A recent filing by the Justice Department claims Florida Republicans intentionally targeted Black voters with restrictions which will surely hamper turnout for the upcoming midterm election, according to The Guardian. This stems from Florida’s SB 90 law wanting to restrict the availability of absentee ballot drop boxes, regulations for third-party voter registration groups, and a ban on providing food and water to people standing in line to vote with new laws.
The Department of Justice stated to a federal appellate court that they agreed with US District Judge Mark Walker’s ruling to block new restrictions for now. In particular, the DOJ felt that Florida lawmakers enacted these restrictions because of the surge in Black voter turnout during the 2020 Presidential election. 1.9 million Black voters are said to reside in Florida as per the state’s Divison of Elections. U.S. court of appeals for the 11th circuit paused that ruling earlier this year while considering an appeal from Florida officials.
“The district court’s core factual findings are that, in the face of surging turnout in the 2020 election, the Florida Legislature responded by enacting provisions that impose disparate burdens on Black voters,” DoJ lawyers wrote in their brief. “Which were chosen precisely because of those burdens to secure a partisan advantage. The court’s findings of discriminatory intent are a permissible view of the record based on the entirety of the evidence.”
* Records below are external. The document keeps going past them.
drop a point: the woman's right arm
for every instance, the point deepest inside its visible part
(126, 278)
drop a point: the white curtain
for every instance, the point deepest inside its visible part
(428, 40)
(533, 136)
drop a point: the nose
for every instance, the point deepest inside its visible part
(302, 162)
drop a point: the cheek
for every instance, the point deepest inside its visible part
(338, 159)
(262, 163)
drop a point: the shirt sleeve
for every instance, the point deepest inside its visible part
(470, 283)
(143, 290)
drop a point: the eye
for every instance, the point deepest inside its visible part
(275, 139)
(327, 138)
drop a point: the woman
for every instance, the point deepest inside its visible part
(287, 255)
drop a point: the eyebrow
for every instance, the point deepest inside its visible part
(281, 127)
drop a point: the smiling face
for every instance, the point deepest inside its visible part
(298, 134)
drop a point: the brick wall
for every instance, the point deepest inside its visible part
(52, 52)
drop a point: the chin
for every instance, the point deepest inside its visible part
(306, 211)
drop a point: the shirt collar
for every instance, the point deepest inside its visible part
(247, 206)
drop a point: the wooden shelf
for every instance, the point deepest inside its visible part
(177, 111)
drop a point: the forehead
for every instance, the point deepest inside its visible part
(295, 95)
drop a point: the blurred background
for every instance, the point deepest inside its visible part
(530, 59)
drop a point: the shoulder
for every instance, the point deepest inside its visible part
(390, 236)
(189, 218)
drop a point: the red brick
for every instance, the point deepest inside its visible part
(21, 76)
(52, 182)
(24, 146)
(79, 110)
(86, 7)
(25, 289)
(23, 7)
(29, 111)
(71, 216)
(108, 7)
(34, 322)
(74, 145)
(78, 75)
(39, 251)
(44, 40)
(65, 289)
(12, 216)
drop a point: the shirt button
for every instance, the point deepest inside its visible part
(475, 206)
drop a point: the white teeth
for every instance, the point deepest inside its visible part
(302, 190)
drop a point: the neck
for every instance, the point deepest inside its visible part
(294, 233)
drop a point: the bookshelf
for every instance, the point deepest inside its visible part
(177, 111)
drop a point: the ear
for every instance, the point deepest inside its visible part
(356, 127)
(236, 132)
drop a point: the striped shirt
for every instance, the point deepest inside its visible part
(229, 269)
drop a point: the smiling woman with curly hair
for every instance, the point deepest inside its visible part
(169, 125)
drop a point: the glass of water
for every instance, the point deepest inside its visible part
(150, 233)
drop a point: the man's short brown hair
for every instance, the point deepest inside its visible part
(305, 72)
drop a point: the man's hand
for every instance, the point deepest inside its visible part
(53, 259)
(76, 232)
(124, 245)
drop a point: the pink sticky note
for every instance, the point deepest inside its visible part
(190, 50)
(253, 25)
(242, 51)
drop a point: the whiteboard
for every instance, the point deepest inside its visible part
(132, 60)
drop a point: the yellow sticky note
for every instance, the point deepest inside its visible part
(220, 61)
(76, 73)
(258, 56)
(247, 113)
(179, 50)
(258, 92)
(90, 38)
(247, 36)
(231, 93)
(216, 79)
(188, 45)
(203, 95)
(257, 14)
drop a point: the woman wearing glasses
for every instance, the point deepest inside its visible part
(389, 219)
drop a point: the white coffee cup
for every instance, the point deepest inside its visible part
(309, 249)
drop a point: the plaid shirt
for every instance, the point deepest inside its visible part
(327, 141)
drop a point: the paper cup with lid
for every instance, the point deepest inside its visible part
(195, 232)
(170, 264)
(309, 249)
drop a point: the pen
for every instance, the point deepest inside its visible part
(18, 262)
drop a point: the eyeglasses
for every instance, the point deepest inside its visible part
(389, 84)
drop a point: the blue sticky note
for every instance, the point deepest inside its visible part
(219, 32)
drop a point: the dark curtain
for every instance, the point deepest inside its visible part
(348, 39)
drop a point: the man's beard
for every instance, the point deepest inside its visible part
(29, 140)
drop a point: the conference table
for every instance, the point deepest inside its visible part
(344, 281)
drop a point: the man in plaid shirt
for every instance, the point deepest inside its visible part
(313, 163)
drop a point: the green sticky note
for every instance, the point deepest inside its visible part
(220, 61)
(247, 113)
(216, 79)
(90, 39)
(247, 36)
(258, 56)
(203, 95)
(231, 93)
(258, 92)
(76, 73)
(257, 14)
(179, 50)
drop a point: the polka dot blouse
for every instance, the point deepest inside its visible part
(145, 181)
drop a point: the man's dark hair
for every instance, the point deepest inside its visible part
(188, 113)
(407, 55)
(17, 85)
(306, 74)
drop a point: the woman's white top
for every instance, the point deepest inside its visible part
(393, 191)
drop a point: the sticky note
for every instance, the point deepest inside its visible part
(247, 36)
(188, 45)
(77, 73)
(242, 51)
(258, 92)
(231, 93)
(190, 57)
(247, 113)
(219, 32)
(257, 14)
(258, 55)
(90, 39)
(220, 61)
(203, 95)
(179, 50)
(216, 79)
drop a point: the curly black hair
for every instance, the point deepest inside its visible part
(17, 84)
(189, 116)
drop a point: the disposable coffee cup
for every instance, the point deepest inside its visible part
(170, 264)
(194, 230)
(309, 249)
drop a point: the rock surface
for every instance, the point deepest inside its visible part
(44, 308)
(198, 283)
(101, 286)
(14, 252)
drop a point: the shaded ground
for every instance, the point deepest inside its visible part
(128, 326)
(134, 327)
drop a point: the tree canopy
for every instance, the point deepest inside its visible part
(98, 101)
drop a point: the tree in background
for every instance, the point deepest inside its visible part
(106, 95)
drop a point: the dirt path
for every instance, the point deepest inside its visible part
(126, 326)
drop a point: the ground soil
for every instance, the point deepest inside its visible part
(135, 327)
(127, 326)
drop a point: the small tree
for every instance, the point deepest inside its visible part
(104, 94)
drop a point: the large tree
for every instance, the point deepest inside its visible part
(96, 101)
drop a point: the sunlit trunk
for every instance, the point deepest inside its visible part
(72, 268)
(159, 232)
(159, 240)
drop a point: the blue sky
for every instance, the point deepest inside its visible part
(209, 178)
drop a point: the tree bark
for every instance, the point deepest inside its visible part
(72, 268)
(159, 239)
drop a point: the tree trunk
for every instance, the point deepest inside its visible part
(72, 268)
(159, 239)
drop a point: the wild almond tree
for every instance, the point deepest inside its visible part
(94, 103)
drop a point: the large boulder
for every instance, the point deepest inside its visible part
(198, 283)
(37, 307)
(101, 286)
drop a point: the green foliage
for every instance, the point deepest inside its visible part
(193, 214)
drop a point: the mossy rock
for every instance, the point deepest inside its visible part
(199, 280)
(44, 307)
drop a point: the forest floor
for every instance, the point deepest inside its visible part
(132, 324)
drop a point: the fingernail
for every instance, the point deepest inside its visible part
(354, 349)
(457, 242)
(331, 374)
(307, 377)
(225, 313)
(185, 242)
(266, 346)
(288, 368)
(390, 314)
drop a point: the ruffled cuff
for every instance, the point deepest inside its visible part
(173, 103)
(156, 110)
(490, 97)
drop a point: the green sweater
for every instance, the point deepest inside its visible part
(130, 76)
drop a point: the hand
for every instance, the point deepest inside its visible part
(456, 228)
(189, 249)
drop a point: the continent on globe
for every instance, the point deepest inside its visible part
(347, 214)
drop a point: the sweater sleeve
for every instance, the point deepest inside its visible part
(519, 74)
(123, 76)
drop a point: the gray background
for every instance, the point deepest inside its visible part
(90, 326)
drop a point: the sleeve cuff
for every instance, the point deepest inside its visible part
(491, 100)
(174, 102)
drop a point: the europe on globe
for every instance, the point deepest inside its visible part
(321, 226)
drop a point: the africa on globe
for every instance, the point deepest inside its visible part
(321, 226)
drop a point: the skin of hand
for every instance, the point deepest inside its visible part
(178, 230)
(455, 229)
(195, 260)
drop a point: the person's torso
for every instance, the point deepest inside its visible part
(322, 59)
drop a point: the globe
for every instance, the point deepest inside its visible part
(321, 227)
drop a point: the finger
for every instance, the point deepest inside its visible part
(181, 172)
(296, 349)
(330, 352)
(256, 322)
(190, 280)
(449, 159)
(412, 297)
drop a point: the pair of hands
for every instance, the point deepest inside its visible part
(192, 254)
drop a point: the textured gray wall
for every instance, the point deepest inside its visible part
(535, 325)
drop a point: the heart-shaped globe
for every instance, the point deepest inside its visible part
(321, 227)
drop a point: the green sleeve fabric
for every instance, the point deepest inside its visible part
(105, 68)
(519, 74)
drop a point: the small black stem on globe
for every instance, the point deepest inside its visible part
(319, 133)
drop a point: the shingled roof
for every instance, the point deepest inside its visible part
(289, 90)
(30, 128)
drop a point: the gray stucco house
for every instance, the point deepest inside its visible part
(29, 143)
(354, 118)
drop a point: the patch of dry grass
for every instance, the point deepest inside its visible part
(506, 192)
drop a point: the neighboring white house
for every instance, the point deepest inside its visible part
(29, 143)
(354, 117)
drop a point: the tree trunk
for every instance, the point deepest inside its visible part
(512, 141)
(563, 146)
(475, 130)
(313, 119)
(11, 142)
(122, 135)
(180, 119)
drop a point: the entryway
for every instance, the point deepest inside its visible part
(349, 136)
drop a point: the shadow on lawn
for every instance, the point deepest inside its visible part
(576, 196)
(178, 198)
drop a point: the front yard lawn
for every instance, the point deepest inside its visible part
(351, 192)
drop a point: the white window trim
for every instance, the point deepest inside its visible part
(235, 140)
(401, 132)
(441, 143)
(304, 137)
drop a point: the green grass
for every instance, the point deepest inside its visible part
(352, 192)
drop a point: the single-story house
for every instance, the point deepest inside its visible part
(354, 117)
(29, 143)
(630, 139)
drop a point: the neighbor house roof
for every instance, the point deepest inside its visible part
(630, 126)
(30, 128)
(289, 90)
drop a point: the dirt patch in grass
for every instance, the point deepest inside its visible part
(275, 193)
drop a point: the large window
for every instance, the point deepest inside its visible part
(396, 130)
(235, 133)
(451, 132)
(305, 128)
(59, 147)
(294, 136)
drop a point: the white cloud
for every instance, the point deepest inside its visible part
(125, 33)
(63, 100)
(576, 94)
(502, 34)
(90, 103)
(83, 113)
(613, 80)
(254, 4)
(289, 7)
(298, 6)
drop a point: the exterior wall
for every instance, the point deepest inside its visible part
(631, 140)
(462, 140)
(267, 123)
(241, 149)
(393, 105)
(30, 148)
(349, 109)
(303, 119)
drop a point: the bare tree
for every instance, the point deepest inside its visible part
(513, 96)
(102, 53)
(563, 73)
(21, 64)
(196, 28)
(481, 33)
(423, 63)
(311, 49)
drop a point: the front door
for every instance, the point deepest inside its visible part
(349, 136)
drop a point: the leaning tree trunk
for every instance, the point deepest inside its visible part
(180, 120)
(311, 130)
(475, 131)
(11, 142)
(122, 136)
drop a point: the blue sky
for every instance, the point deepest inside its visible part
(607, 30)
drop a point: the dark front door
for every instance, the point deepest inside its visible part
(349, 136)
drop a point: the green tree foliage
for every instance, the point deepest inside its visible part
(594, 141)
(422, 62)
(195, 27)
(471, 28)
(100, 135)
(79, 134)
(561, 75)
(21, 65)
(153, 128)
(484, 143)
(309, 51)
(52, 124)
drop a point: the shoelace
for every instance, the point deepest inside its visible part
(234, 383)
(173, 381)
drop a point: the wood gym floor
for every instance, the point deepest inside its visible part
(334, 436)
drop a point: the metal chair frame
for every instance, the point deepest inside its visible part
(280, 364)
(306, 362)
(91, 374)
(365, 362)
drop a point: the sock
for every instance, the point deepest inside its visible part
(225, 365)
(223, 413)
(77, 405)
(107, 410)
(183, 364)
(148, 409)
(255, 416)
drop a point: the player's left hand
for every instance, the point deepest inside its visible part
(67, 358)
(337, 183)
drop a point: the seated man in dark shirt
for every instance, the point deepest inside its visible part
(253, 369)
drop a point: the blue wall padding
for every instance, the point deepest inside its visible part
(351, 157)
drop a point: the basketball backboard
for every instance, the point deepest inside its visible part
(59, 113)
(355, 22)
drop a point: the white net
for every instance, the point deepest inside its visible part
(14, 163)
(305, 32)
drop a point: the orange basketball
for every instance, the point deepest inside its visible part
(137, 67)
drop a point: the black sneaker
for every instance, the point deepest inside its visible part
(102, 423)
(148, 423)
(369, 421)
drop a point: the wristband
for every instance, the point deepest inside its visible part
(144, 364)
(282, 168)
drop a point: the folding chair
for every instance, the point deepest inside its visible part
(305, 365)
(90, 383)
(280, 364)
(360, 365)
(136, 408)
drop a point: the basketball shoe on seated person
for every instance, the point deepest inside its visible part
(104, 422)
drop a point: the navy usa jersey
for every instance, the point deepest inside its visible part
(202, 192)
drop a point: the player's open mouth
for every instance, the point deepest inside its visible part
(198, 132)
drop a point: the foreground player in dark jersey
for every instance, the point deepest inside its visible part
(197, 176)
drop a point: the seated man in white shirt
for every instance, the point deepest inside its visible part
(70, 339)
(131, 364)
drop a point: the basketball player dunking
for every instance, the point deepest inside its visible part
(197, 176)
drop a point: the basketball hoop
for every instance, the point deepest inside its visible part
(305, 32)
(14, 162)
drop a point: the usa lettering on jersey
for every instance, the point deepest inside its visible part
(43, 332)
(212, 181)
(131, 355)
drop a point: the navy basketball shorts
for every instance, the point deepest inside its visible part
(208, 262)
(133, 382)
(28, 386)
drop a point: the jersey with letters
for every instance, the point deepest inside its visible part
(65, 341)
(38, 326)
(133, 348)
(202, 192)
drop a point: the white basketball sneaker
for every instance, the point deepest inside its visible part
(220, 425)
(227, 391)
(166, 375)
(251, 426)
While Florida officials claim the law doesn’t discriminate against Black people, the DOJ believes it violates Section 2 of the Voting Rights Act, which prohibits racial discrimination in voting practices. In addition, Democratic attorneys general from 16 states filed a “friend-of-the-court brief” to ask an appeals court to reject those restrictions.
As Orlando Weekly notes, officials such as District of Columbia Attorney General Karl Racine and New York Attorney General Letitia James stated, “the use of drop boxes, and mail ballots more generally, are well-established practices in Florida and around the country, and neither has given rise to substantial fraud.”